The alleged connection between Binance, a Trump-linked crypto venture, and a presidential pardon is certainly eyebrow-raising. I’m curious to see how this story develops and what other details may emerge.
The use of a Trump-linked crypto venture’s stablecoin in a large investment deal does raise some eyebrows, though. I’m curious to learn more about the details and Binance’s relationship with this company.
Yes, the stablecoin connection is certainly intriguing. I’ll be watching closely to see if any more information comes to light about Binance’s involvement with this crypto venture.

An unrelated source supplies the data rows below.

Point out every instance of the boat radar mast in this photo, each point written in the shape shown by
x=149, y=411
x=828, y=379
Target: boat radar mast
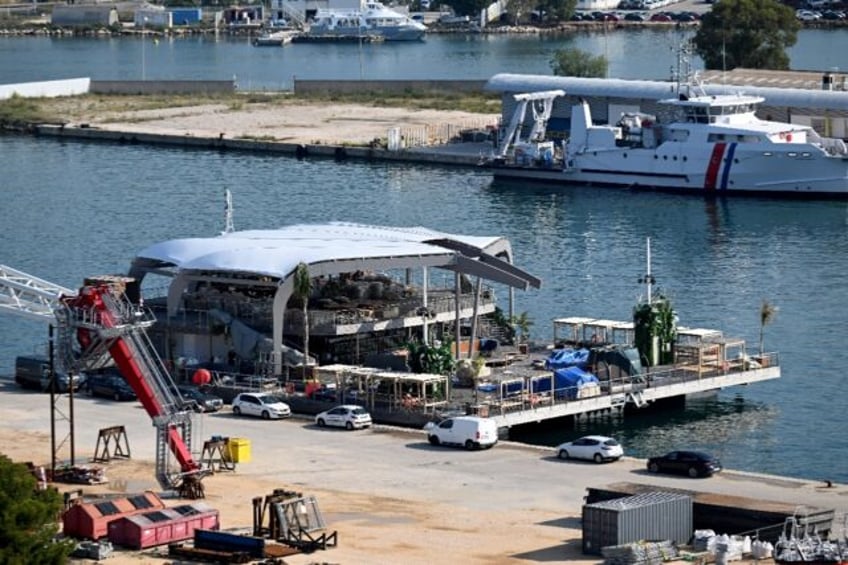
x=228, y=213
x=648, y=279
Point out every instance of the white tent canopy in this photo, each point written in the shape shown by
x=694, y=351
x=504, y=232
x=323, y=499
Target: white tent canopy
x=270, y=257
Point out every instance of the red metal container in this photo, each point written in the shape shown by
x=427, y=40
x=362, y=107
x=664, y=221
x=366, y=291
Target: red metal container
x=90, y=519
x=160, y=527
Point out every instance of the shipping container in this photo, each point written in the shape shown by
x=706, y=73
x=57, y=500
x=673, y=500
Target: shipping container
x=90, y=519
x=163, y=526
x=650, y=516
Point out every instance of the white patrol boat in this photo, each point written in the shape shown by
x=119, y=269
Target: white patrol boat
x=705, y=144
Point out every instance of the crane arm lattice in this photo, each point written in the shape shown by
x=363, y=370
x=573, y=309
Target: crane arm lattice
x=31, y=297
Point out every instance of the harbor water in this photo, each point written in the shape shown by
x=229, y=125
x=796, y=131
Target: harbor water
x=640, y=53
x=72, y=210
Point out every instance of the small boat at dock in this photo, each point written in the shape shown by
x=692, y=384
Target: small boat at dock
x=695, y=144
x=275, y=38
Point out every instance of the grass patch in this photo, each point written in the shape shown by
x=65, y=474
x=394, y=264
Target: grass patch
x=19, y=110
x=110, y=107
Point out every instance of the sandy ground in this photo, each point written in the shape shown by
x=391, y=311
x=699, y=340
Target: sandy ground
x=371, y=528
x=318, y=124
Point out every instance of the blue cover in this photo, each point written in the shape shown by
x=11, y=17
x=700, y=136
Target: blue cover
x=567, y=382
x=562, y=358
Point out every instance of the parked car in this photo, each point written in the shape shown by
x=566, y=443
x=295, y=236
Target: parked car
x=348, y=416
x=109, y=383
x=592, y=448
x=260, y=404
x=692, y=463
x=204, y=401
x=471, y=432
x=33, y=371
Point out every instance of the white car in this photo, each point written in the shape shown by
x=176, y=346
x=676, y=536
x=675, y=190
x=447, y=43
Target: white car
x=592, y=448
x=260, y=404
x=348, y=416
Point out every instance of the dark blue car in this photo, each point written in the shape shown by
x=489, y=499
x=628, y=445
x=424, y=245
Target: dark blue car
x=692, y=463
x=109, y=384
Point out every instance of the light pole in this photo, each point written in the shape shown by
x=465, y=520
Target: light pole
x=143, y=33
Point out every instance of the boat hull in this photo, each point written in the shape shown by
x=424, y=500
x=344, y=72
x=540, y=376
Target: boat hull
x=711, y=169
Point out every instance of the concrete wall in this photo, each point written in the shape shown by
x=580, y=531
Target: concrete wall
x=48, y=88
x=83, y=15
x=162, y=86
x=391, y=86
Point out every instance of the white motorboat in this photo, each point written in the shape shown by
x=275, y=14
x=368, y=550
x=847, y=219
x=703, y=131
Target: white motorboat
x=372, y=20
x=699, y=144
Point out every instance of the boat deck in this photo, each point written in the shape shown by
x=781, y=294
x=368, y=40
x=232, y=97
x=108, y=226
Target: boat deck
x=658, y=384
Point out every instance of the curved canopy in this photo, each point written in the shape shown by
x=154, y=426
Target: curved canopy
x=332, y=248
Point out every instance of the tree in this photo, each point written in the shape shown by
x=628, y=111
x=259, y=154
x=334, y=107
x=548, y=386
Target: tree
x=28, y=519
x=577, y=63
x=767, y=313
x=302, y=290
x=557, y=10
x=469, y=8
x=753, y=34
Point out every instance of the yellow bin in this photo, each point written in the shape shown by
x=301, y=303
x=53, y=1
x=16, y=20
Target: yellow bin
x=239, y=449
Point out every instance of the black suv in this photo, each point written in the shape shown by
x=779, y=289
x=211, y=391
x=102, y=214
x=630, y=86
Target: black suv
x=204, y=401
x=109, y=383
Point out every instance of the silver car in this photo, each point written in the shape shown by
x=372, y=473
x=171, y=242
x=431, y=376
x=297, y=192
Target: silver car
x=348, y=416
x=261, y=404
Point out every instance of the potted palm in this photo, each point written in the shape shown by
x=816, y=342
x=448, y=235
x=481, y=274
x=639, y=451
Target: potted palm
x=522, y=324
x=767, y=313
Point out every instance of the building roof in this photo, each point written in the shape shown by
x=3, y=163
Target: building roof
x=335, y=247
x=658, y=90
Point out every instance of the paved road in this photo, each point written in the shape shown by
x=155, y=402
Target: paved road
x=400, y=462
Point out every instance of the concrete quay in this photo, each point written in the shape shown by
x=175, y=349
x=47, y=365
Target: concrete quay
x=467, y=154
x=386, y=490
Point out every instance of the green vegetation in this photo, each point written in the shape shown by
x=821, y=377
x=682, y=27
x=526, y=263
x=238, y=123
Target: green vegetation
x=655, y=327
x=577, y=63
x=430, y=359
x=17, y=110
x=767, y=313
x=28, y=519
x=302, y=291
x=752, y=34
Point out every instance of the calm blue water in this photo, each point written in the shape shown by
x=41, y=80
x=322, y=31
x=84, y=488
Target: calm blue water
x=639, y=54
x=72, y=210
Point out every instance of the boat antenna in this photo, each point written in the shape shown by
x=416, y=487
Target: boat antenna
x=228, y=213
x=648, y=279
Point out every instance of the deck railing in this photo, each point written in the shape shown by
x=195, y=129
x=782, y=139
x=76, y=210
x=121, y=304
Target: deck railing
x=535, y=395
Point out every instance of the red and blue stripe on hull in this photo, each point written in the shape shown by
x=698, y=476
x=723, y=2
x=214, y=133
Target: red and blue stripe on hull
x=718, y=155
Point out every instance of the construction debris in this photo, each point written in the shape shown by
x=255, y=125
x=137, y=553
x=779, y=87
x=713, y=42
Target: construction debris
x=80, y=475
x=293, y=519
x=640, y=553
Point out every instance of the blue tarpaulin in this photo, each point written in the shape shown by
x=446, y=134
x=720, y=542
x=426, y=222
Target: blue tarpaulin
x=567, y=382
x=562, y=358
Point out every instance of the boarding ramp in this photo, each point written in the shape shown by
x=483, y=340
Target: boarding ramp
x=102, y=319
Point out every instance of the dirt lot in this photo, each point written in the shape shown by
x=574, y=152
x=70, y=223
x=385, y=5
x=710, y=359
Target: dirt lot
x=317, y=124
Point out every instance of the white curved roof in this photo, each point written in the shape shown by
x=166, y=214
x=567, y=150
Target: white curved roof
x=656, y=90
x=276, y=253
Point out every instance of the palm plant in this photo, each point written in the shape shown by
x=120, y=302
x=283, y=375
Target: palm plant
x=767, y=313
x=523, y=323
x=302, y=290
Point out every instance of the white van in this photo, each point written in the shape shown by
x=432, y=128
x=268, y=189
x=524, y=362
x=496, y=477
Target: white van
x=471, y=432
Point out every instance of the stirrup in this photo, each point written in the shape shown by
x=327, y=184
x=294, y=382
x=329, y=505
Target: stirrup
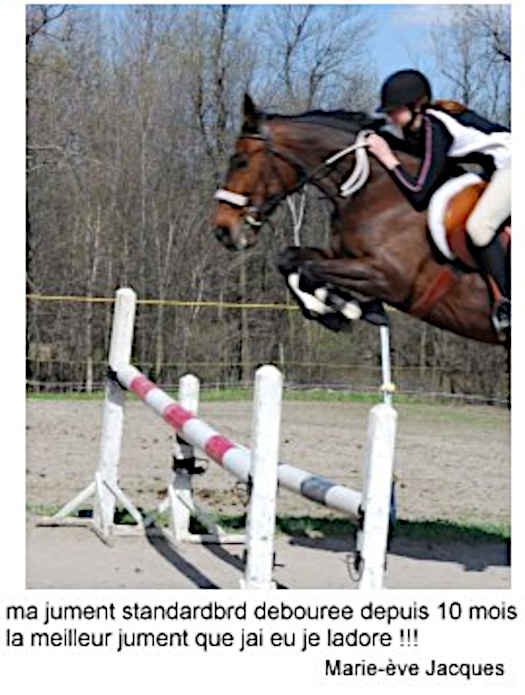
x=501, y=317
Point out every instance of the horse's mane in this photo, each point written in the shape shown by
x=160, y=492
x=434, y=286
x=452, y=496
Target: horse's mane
x=350, y=121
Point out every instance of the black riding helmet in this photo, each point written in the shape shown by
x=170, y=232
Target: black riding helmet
x=404, y=88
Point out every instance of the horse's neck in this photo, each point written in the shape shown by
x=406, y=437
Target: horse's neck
x=312, y=145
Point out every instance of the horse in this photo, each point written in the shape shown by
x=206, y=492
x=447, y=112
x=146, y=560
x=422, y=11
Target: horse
x=380, y=248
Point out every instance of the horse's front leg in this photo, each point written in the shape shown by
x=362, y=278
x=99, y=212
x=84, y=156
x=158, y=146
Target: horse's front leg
x=318, y=299
x=362, y=276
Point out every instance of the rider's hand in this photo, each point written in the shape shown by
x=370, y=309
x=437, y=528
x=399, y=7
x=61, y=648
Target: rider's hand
x=380, y=148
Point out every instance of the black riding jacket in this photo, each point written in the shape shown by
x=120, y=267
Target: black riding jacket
x=443, y=142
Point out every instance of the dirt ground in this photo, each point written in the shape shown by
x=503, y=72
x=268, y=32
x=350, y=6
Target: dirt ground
x=452, y=463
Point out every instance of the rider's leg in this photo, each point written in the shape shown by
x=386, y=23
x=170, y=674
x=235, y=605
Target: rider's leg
x=492, y=209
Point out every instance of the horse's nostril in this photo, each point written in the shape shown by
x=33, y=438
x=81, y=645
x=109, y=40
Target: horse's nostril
x=221, y=234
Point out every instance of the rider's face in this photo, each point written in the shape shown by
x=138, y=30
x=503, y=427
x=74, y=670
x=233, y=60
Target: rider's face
x=400, y=116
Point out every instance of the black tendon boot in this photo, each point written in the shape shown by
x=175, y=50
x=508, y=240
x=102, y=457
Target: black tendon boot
x=492, y=261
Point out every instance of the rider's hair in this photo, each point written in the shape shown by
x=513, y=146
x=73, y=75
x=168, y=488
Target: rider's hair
x=448, y=105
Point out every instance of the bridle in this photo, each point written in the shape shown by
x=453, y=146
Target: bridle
x=257, y=215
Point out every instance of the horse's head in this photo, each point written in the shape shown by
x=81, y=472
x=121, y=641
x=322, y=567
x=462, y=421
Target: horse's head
x=256, y=182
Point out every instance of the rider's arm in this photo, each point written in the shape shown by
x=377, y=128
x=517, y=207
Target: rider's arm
x=399, y=144
x=418, y=189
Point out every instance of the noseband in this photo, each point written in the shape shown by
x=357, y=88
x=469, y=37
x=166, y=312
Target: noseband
x=355, y=181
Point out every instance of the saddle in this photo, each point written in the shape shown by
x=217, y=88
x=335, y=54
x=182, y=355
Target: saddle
x=448, y=212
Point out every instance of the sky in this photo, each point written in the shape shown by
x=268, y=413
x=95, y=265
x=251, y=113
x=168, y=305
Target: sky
x=399, y=41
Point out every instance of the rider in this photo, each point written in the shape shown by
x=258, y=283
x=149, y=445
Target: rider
x=443, y=134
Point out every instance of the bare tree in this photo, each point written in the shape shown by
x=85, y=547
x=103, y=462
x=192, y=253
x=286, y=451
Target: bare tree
x=471, y=47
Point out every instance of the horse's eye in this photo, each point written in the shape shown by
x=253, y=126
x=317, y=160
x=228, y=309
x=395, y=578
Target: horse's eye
x=238, y=161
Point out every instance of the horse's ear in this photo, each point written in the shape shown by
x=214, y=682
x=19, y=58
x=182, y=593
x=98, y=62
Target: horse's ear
x=251, y=115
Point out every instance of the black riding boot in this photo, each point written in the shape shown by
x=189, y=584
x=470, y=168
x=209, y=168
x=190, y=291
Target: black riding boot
x=492, y=261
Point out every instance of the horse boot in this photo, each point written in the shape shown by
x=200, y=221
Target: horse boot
x=493, y=264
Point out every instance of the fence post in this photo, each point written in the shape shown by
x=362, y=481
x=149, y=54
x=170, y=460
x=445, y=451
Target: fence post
x=113, y=410
x=260, y=527
x=377, y=484
x=181, y=490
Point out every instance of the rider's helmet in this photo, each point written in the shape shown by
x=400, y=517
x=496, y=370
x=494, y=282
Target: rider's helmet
x=404, y=88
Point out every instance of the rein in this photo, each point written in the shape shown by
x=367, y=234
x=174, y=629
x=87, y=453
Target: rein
x=355, y=181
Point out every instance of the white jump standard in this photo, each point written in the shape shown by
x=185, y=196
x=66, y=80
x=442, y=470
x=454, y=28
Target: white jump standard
x=259, y=467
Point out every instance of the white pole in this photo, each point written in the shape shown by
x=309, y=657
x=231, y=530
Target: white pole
x=379, y=467
x=260, y=529
x=387, y=386
x=113, y=409
x=181, y=489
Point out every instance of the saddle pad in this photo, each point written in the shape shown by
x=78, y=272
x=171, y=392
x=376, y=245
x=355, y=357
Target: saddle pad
x=438, y=207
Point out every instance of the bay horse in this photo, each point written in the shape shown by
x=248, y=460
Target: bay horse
x=380, y=250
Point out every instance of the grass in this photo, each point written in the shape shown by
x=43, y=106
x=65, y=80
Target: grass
x=437, y=530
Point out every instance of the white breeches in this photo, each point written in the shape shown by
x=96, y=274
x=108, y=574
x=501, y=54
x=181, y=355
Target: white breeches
x=492, y=209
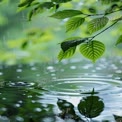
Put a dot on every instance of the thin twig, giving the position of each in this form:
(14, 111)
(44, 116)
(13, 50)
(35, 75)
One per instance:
(103, 30)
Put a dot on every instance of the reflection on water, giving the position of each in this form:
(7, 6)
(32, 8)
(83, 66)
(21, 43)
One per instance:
(29, 93)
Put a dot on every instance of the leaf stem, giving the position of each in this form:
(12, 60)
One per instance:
(103, 31)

Maintaining transparency and public trust is crucial for a major crypto exchange like Binance. I’m glad to see them addressing these allegations directly, but I’ll be following this closely to see what else comes to light.
I’m glad the current Binance CEO is weighing in to counter the claims. Maintaining public trust is crucial for a company in the crypto space, so addressing these kinds of rumors head-on is the right move.
Absolutely. Binance needs to be proactive in addressing any potential conflicts of interest or shady dealings, real or perceived. Staying on top of these kinds of allegations is important for their credibility.
It’s good that Binance is trying to get ahead of these allegations and provide clarity. Transparency is important, especially for a major crypto exchange like Binance that handles huge sums of money.
Interesting development. It’s good to hear Binance CEO Zhao deny the pardon deal rumors. Allegations of quid pro quo arrangements are always concerning, so it’s important to get the facts straight.